FireFox downloads pretty fast. I wonder what the PDF viewer in Chrome does different that takes that long.

@scande3 what did you do in your hack to improve the speed?

scande3 commented 8 years ago

@hectorcorrea - Can link to the two relevant places later tonight as can override at least one of them in a better location. Essentially added a html "download" tag to "render_download_icon" and adding ".pdf" to the end of the filename in DownloadsControllerBehavior (when the mimetype is "application/pdf" for that case, obviously). But this really isn't much of a solution.

Yes, only Chrome has this issue that I am aware of. It doesn't actually affect very, very small PDF files but get exponentially worse the larger the PDF file actually is. For some reason, it doesn't appear to affect things when running both the application and fedora 4 under localhost which has made this challenging to debug. Attempts to stream the file via other means by overriding parts of DownloadsControllerBehavior have yet to yield positive results.

awead commented 8 years ago

@scande3 is it possible to link directly to the content in Fedora? This would rule out problems with Hydra's downloads controller. Although, now that I think about it, a link to Fedora would probably just download the file as opposed to putting in view in the page.

scande3 commented 8 years ago

@awead - I think it would indeed force the download in Fedora 4 (along with my lack of knowledge on how to bypass the login requirement in that system).

In Fedora 3, this issue does not occur with a direct link when rendering in Chrome though. From a sample Digital Commonwealth item of: http://ark.digitalcommonwealth.org/ark:/50959/j0994m20m , 18.6 MB PDF of the following renders quickly on my connection in Chrome without issue: https://fedora.digitalcommonwealth.org/fedora/objects/commonwealth:j0994q47n/datastreams/productionMaster/content

ojlyytinen commented 8 years ago

I've not noticed this on our system, but that's probably mostly because we don't have a lot of material yet and most of it's not PDFs.
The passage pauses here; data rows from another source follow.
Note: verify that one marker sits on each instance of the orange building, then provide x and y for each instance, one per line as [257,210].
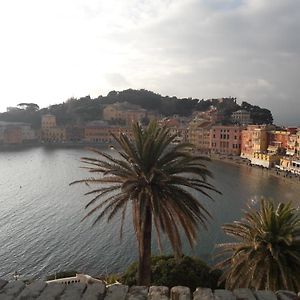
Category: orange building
[292,145]
[279,139]
[199,134]
[254,139]
[225,139]
[13,135]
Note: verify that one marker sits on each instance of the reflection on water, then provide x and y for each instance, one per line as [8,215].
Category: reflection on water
[40,214]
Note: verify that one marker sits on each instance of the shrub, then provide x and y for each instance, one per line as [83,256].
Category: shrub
[165,270]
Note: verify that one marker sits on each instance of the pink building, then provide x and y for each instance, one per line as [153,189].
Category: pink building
[226,139]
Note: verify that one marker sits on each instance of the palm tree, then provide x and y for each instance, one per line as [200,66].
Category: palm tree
[267,254]
[156,180]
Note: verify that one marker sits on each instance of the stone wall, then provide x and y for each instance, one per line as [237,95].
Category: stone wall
[98,291]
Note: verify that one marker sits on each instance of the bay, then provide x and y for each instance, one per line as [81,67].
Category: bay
[40,214]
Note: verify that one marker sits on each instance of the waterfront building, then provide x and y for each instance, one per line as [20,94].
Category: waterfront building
[225,139]
[267,160]
[74,133]
[176,126]
[290,164]
[241,117]
[279,139]
[292,145]
[16,133]
[12,135]
[212,115]
[255,139]
[298,143]
[126,113]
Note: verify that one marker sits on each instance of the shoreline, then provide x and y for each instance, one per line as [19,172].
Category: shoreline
[291,179]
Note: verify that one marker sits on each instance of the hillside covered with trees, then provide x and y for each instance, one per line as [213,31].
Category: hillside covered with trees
[78,111]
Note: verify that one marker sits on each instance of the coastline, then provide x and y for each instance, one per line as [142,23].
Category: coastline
[291,179]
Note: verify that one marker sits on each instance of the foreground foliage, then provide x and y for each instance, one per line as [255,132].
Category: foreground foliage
[167,271]
[267,254]
[157,181]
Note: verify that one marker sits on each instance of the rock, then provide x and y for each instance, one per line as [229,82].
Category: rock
[52,291]
[158,293]
[2,283]
[94,291]
[180,293]
[265,295]
[243,294]
[33,290]
[224,295]
[203,294]
[286,295]
[137,293]
[13,288]
[116,292]
[73,291]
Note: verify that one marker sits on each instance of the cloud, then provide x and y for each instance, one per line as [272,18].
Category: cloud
[190,48]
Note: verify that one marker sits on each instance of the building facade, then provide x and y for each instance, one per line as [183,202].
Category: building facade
[255,139]
[225,140]
[241,117]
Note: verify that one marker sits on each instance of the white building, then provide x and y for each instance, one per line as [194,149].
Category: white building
[241,117]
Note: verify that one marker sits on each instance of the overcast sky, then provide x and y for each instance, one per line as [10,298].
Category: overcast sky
[52,50]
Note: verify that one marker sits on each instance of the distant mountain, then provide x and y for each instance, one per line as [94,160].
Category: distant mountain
[79,111]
But I thought of something I noticed some time ago in relation to the one-time-use links. Opening a PDF didn't work because Chrome would send an http request for the file and only after getting a response back from the server it would realise that it needs to open the PDF reader which would send another http request for the file. In the case of one-time-use links the second request would fail because the file had already been accessed. Maybe it's again doing two requests for the file and the second one, which is the one that actually matters, is delayed somehow because of the first? This is just pure guessing but if you're out of ideas it might be something to investigate.

ojlyytinen commented 8 years ago

I looked at the network traffic a bit and it seems that the Chrome PDF reader downloads the file in fairly small chunks by sending a whole bunch of http requests using the Range header. For one of the examples above I got 13 http requests in total for a file sized 770kB. First request gets the first 32kB of the file, the second is the next 260 kB or so, then the last 32kB of the file and then the remaining bits of the file sequentially in 32kB chunks. Each of these creates two LDP requests to Fedora.
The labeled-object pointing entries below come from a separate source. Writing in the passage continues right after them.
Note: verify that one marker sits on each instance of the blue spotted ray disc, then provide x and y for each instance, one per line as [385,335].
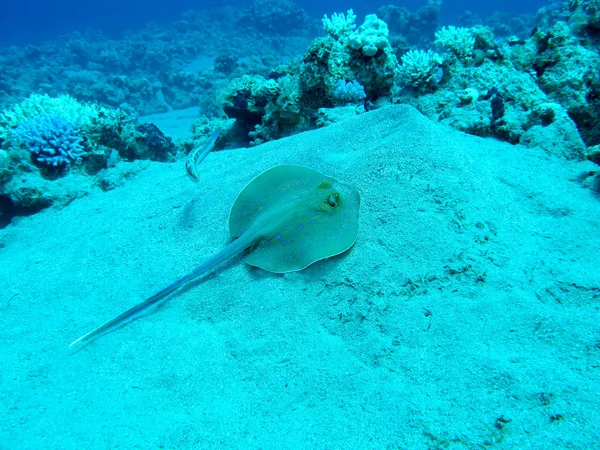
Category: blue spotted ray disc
[297,215]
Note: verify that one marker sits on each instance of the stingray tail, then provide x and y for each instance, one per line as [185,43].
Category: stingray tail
[132,313]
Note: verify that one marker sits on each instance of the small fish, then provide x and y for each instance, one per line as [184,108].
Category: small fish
[197,155]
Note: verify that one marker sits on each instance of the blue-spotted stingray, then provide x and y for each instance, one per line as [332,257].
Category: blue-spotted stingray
[286,218]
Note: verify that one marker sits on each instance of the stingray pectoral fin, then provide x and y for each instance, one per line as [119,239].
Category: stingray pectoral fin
[232,249]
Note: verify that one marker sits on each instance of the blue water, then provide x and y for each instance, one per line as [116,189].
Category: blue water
[28,21]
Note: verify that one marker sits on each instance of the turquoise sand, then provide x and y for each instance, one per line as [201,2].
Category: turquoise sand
[464,316]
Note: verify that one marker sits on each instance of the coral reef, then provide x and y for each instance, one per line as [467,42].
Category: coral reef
[349,65]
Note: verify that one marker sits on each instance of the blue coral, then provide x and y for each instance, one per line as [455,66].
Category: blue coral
[53,140]
[348,92]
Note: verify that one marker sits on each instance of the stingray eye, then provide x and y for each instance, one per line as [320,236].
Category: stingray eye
[333,200]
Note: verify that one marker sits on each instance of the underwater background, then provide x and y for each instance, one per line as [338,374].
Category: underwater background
[277,224]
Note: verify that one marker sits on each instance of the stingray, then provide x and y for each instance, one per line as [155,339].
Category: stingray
[286,218]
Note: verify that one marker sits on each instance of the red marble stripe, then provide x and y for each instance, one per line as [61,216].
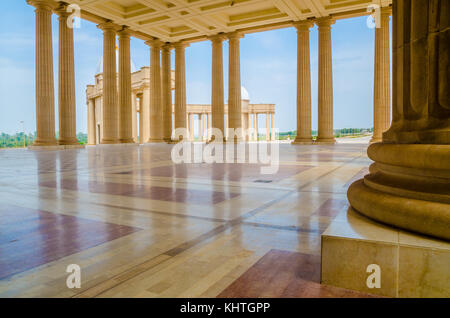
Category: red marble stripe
[30,238]
[285,274]
[331,207]
[221,171]
[143,191]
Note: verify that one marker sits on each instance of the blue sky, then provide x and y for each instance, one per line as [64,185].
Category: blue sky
[268,70]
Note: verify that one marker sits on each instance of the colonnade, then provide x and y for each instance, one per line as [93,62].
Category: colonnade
[117,99]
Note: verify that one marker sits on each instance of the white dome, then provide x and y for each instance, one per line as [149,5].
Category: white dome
[100,65]
[244,94]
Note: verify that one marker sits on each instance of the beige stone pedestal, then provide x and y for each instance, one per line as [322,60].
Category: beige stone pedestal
[410,265]
[408,187]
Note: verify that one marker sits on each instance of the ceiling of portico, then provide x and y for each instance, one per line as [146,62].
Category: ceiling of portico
[194,20]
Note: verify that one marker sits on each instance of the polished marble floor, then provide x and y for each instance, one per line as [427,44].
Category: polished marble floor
[139,225]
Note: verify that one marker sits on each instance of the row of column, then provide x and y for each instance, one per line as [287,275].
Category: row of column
[205,123]
[117,105]
[325,81]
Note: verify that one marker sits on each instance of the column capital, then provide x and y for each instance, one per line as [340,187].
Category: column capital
[125,32]
[167,47]
[180,45]
[234,35]
[109,26]
[303,25]
[325,22]
[217,38]
[155,43]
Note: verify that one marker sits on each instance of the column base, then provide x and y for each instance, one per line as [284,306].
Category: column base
[127,141]
[302,141]
[68,142]
[325,141]
[410,265]
[109,141]
[407,187]
[151,140]
[375,139]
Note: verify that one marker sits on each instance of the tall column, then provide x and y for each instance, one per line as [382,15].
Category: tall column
[144,115]
[156,106]
[125,103]
[166,92]
[407,186]
[110,109]
[217,93]
[180,86]
[134,117]
[272,127]
[45,98]
[303,84]
[250,127]
[255,123]
[234,84]
[91,122]
[325,100]
[66,77]
[382,81]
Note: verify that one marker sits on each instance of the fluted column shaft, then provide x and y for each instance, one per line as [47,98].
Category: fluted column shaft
[217,93]
[91,122]
[382,80]
[45,99]
[66,77]
[303,83]
[234,84]
[166,92]
[180,86]
[125,103]
[156,107]
[325,98]
[110,104]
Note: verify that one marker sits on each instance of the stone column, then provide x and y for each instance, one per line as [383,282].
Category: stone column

hectorcorrea commented 8 years ago

@ojlyytinen this is very interesting. I would be curious how many requests FireFox or Safari send for the same file.
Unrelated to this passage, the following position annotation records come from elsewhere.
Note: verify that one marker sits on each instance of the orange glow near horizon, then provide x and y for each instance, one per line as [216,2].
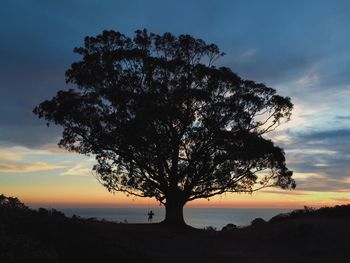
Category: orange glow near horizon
[102,198]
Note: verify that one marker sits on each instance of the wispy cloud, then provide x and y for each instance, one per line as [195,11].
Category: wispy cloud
[77,170]
[28,168]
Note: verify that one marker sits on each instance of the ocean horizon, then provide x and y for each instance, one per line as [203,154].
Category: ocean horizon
[196,217]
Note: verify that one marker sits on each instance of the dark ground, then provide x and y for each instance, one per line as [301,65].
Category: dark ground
[48,236]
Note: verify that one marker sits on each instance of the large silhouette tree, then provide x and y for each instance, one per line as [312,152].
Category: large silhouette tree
[163,121]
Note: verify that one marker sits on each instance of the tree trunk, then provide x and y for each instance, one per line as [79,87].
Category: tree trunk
[174,213]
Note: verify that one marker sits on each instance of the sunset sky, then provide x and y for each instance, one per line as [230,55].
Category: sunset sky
[300,48]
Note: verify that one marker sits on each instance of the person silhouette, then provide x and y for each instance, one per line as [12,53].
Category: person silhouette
[150,216]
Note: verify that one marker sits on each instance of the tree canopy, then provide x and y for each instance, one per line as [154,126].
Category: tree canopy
[164,121]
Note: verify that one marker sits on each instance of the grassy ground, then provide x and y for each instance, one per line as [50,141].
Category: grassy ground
[49,236]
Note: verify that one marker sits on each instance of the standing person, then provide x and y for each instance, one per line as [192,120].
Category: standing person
[150,216]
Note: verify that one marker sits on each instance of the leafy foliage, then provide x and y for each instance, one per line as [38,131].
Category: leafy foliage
[163,121]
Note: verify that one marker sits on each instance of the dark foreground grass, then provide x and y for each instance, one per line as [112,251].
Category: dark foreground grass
[48,236]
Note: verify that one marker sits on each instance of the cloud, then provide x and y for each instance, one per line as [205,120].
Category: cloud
[27,168]
[6,155]
[77,170]
[310,79]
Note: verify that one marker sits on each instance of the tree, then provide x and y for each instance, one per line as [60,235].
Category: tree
[163,121]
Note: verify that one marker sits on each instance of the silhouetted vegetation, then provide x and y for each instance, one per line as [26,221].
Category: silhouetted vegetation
[306,235]
[163,121]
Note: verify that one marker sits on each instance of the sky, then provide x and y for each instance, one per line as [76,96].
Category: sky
[300,48]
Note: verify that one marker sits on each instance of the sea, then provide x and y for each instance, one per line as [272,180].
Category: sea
[196,217]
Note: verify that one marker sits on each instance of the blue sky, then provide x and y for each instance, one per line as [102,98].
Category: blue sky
[300,48]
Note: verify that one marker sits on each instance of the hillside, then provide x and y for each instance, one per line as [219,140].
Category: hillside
[48,236]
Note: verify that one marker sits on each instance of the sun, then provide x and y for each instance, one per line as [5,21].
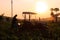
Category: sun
[41,7]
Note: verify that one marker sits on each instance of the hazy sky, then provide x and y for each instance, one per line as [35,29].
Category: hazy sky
[25,5]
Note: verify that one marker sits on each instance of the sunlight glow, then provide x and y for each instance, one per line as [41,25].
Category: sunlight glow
[41,7]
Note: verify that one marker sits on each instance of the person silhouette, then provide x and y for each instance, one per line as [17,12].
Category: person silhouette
[15,23]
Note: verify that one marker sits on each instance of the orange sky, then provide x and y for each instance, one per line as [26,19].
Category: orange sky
[25,5]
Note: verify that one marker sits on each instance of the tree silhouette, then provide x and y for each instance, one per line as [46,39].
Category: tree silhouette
[52,13]
[56,10]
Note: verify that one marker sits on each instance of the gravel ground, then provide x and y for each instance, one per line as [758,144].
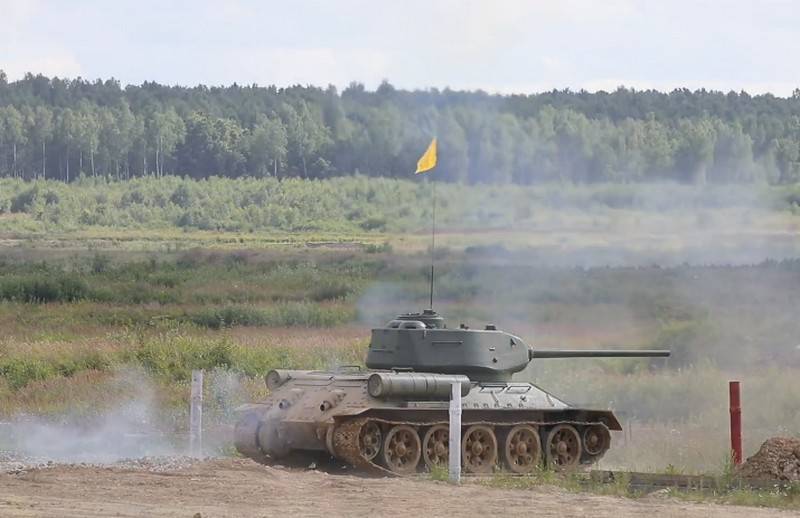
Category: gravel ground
[183,487]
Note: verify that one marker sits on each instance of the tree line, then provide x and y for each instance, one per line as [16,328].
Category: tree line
[62,129]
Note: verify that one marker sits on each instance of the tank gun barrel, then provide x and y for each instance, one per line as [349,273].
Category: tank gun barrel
[535,354]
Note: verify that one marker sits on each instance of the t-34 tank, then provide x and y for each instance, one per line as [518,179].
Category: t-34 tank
[394,416]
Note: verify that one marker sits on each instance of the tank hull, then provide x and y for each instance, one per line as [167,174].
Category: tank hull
[507,425]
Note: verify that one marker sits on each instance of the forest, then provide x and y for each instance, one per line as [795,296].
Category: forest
[64,129]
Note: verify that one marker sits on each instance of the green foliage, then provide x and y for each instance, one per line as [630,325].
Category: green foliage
[50,287]
[278,315]
[175,358]
[54,128]
[20,371]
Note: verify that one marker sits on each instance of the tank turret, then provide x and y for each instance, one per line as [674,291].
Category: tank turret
[421,342]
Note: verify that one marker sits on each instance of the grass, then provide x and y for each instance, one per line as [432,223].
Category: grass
[780,497]
[78,306]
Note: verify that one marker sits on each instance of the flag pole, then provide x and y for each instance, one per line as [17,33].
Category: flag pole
[433,238]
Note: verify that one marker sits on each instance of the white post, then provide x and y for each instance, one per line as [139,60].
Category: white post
[196,415]
[455,434]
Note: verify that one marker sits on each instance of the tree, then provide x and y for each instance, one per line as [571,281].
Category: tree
[267,146]
[41,130]
[307,136]
[14,134]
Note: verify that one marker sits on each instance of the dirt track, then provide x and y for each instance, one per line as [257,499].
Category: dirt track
[243,488]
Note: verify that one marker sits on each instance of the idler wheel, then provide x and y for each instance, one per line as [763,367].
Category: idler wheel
[479,449]
[401,449]
[563,447]
[522,449]
[436,446]
[596,439]
[369,440]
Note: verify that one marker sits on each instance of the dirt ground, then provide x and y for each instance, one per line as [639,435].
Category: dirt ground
[232,487]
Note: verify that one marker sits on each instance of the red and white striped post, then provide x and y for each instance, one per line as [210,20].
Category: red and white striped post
[736,421]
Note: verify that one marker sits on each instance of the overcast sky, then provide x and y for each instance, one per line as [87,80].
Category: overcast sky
[498,46]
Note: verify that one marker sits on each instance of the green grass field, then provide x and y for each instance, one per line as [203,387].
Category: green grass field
[714,282]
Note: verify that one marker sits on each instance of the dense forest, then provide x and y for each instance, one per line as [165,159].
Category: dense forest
[62,129]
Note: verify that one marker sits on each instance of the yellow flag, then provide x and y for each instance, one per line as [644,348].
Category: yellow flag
[428,160]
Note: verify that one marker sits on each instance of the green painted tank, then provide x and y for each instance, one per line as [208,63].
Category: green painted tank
[393,417]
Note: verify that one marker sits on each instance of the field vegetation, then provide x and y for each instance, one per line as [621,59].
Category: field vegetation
[67,128]
[707,273]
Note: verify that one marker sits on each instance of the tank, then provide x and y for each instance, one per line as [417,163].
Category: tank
[393,417]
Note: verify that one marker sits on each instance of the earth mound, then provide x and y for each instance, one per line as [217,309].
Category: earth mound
[778,458]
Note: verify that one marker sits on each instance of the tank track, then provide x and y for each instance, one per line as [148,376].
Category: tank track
[346,434]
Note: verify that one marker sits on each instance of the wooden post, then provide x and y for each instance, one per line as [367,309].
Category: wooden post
[455,434]
[736,421]
[196,415]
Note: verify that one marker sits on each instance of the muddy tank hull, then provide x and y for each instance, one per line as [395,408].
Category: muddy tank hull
[398,423]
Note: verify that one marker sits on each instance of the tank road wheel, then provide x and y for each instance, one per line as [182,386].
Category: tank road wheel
[369,440]
[436,446]
[522,449]
[401,449]
[479,449]
[563,447]
[596,439]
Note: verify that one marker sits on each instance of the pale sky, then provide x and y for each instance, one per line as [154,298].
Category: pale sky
[506,46]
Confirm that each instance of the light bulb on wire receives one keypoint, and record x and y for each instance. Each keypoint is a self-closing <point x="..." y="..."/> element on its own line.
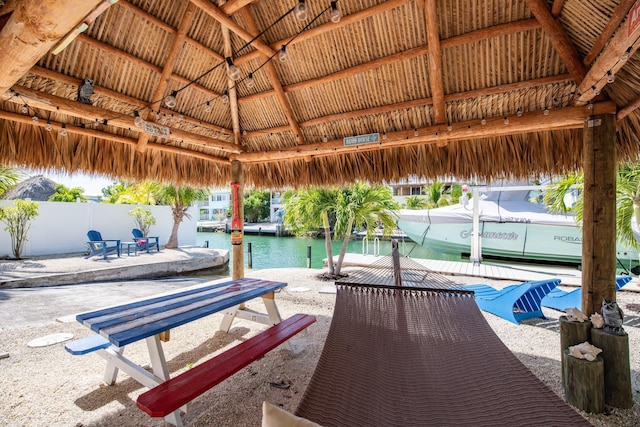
<point x="232" y="71"/>
<point x="282" y="55"/>
<point x="250" y="81"/>
<point x="137" y="119"/>
<point x="335" y="12"/>
<point x="171" y="101"/>
<point x="300" y="11"/>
ojlyytinen commented 8 years ago

Haven't tried Safari but Firefox gets the entire file in one go. Chrome does too if you click Save as instead of opening it in the browser.

scande3 commented 8 years ago

For those with this issue - I have a temporary solution of the following lines that seems to be working in Chrome for me and you can test with the DTA example in the original post:

https://github.com/CollegeOfTheHolyCross/dta_sufia/blob/master/app/controllers/downloads_controller.rb#L10-L18

(I'm not sure what part of the normal DownloadsControllerBehavior is causing it still... would require more research... but that works for the moment).

barmintor commented 8 years ago

@scande3 curiosity: what version of Fedora 3? It didn't support range requests until the ultimate releases.